= 2015 Armenian March for Justice =

The March for Justice on April 24, 2015 was a six-mile march of over 130,000 participants from the neighborhood designated as Little Armenia in Hollywood to the Turkish consulate of Los Angeles, demanding recognition of the Armenian genocide, which Turkey denies.

==Speakers==
Los Angeles Mayor Eric Garcetti said “From Mount Hollywood to Mount Ararat, today we cry and we cry out for those who were lost and those who are living,” he said. “One hundred years later, we shouldn’t have to take to the streets.”
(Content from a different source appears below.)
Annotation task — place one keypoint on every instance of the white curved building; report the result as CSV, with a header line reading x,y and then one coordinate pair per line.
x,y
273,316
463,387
Los Angeles Councilman Paul Krekorian spoke of his great-grandmother receiving a letter about what happened to her brother, a math professor at Euphrates College in eastern Turkey. The brother had been seized by Turkish agents, who pulled the beard from his face. His tongue was cut out and he was left to die.

==Counter-protest==
About 30 pro-Turkey counter-protestors gathered briefly at the Turkish consulate. There was a verbal confrontation, and eggs and water bottles were tossed. The LAPD asked the pro-Turkey demonstrators to leave as the pro-Armenian crowd approached the consulate.

==Forget-Me-Not==
Many purple Forget-Me-Not flowers were displayed during the march, as this was the designated symbol of the centennial of the Armenian Genocide.